Fixing the Demo Application
Suppose instead of a printer resource we constructed a print queue resource that took file submissions in an atomic operation. With this change to the resource we would obtain not an exclusive lock on a printer but a lock on a queue location. Adding a second token to the printer resource in the initial marking and building the occurrence graph proves that a two-position printer queue would prevent deadlock. The markings are as follows:
M0 = { T0, T3 } M1 = { T1, T3 } M2 = { T2, T3 } M3 = { T2 } M4 = { T0, T4 } (conflict) M5 = { T1 } M6 = { T5 }
Figure 3 shows the output of the demo application with two initial printer tokens. The results of each marking calculation are printed as well, with the token placement following the set of enabled transitions.
start { 0 3 } [ 1 0 0 1 0 0 1 2 ] { 0 } [ 1 0 0 0 0 0 1 1 ] thread 3548 gets printer { } [ 0 0 0 0 0 0 0 1 ] { } [ 0 0 0 0 1 0 0 1 ] thread 3648 gets file { 1 } [ 0 1 0 0 1 0 0 1 ] { } [ 0 0 0 0 1 0 0 0 ] thread 3548 gets printer { 2 } [ 0 0 1 0 1 0 0 0 ] { } [ 0 0 0 0 1 0 0 0 ] thread 3648 PRINTING: Hello World! { 0 4 } [ 1 0 0 0 1 0 1 1 ] { } [ 1 0 0 0 0 0 0 1 ] thread 3548 gets file { 5 } [ 1 0 0 0 0 1 0 1 ] { } [ 1 0 0 0 0 0 0 1 ] thread 3648 PRINTING: Hello World! { 3 0 } [ 1 0 0 1 0 0 1 2 ] { 3 } [ 0 0 0 1 0 0 0 2 ] thread 3548 gets file { } [ 0 0 0 0 0 0 0 1 ] thread 3648 gets printer { 1 } [ 0 1 0 0 0 0 0 1 ] { 1 } [ 0 1 0 0 1 0 0 1 ] { } [ 0 0 0 0 1 0 0 0 ] thread 3548 gets printer { 2 } [ 0 0 1 0 1 0 0 0 ] { } [ 0 0 0 0 1 0 0 0 ] thread 3648 PRINTING: Hello World! { 4 0 } [ 1 0 0 0 1 0 1 1 ] { } [ 0 0 0 0 1 0 0 1 ] thread 3548 gets file { 1 } [ 0 1 0 0 1 0 0 1 ] { } [ 0 0 0 0 1 0 0 0 ] thread 3648 gets printer { 2 } [ 0 0 1 0 1 0 0 0 ] { } [ 0 0 0 0 1 0 0 0 ] thread 3548 PRINTING: Hello World! { 0 4 } [ 1 0 0 0 1 0 1 1 ] { } [ 1 0 0 0 0 0 0 1 ] thread 3648 gets file { 5 } [ 1 0 0 0 0 1 0 1 ] { } [ 1 0 0 0 0 0 0 1 ] thread 3548 PRINTING: Hello World! { 3 0 } [ 1 0 0 1 0 0 1 2 ] . . .continues. . .
Figure 3
Future Work
There is a lot of room for future improvement of the framework.
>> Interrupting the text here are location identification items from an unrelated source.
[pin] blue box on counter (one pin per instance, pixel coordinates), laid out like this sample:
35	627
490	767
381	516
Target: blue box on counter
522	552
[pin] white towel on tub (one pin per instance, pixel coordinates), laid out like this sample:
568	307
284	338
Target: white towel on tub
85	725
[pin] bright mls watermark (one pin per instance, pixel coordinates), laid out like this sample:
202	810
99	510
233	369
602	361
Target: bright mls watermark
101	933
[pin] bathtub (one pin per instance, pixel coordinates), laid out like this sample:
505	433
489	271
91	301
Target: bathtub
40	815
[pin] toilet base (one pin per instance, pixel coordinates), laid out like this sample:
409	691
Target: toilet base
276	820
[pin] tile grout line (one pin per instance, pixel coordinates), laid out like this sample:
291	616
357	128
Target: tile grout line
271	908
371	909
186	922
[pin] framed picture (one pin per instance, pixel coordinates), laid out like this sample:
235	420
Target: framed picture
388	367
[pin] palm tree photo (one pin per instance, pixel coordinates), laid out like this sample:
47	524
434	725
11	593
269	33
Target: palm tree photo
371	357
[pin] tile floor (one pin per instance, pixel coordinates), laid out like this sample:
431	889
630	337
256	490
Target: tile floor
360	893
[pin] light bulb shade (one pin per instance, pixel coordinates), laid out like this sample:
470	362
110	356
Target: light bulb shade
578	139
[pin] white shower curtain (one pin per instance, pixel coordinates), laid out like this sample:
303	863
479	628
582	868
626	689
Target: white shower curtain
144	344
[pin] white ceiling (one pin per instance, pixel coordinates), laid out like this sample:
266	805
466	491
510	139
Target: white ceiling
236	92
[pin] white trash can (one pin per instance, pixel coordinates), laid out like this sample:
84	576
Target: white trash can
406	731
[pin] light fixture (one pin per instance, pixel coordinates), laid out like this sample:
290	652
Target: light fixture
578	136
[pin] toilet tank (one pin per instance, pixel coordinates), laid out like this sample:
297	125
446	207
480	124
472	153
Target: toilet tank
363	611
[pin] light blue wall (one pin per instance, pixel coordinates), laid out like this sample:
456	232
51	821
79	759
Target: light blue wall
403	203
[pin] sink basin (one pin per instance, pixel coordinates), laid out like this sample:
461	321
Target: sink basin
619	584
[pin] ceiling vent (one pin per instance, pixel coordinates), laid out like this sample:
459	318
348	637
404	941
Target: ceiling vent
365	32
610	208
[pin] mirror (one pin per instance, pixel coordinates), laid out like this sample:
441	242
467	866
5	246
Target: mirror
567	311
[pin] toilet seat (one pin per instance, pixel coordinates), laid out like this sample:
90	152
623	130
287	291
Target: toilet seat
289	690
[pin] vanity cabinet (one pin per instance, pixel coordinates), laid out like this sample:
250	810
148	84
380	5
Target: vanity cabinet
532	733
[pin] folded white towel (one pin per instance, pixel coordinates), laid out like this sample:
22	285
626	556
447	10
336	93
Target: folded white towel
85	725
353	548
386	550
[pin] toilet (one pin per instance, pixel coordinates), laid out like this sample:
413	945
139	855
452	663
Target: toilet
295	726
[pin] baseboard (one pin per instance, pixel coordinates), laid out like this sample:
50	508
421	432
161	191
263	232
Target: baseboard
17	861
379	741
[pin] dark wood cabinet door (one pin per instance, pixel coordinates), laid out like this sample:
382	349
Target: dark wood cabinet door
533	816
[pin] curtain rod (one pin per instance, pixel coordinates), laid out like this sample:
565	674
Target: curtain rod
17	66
A feature of Petri nets not implemented yet is the inhibitor arc, in which the presence of tokens in the connected place inhibits the connected transition. Concepts from higherlevel Petri nets would add powerful functionality. For example, colored Petri nets allow tokens to have a type (or color) property. This enables the use of complex arc expressions involving type and quantity and makes possible decision branches as part of the net structure.
Conclusion
A multithreaded process designed using Petri net analysis might be deployed rapidly enough using this framework to justify the added runtime costs. For more information on Petri nets two references are listed below [ Marsan-et-al , Jensen ].
References
[Marsan-et-al] Marsan, M. Ajmone et al. 1995. Modelling with Generalized Stochastic Petri Nets . Chichester: John Wiley & Sons.
[Jensen] Jensen, Kurt. 1996. Colored Petri Nets, vol. 1 . 2nd ed. Berlin: Springer-Verlag.
[Gamma-et-al] Gamma, Erich et al. 1995. Design Patterns . Reading: Addison-Wesley.